Natural Beauty Farms: Thank you. We have seen the Leerburg videos before we started with a trainer that is about a 2 hour drive from here. We are not teaching her to bite, if that helps with why the hubby is not wearing his sleeve. She is rewarded with her Kong (on a rope) after she makes the jump at the gun. We do not want her trained to bite and only want her at a level to make a burger/intruder to think twice. I am sure you know how there are those that bark to warn off intruders, even those trained to lunge on a leash (without bite) and then a couple different levels of personal protection dogs. If you know of any trainers closer to the Knoxville TN area that would be great to know. We have been working with a veterinarian that breeds GSD and has her own trainers for tracking, PP, schutzhund and herding. The herding trainer is actually out of state but they travel to the group meetings. We take her to the Schutzhund practices and just do obedience with her. We are open to any helpful information and understand you are not being mean. We just don't want her trained to bite. She would basically just be a distraction for an intruder until we can take care of them ourself. 
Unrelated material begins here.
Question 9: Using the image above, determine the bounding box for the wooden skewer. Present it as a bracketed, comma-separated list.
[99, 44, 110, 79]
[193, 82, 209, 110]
We do let her work off some of her drive on a jumps course (it is actually set up for the miniature horse, but she loves to run it too). She loves to go for jogs and we hike the property a lot. We are on 80 acres and have a huge trail to the "long bottom" (field on back side of mountain) and she always lets me know when there are snakes or even turtles near the path. I still would love to have her trained in Search and Rescue, but we would never have the time away from the farm to let her actually work any.


----------



## Maggie (Nov 5, 2010)

Beautiful dog! We had a german shephard that looked similar to her when I was a kid.


----------



## Lamancha Lady (Dec 13, 2011)

Beautiful girls.


----------



## toth boer goats (Jul 20, 2008)

Very nice...great work.... :hi5:


----------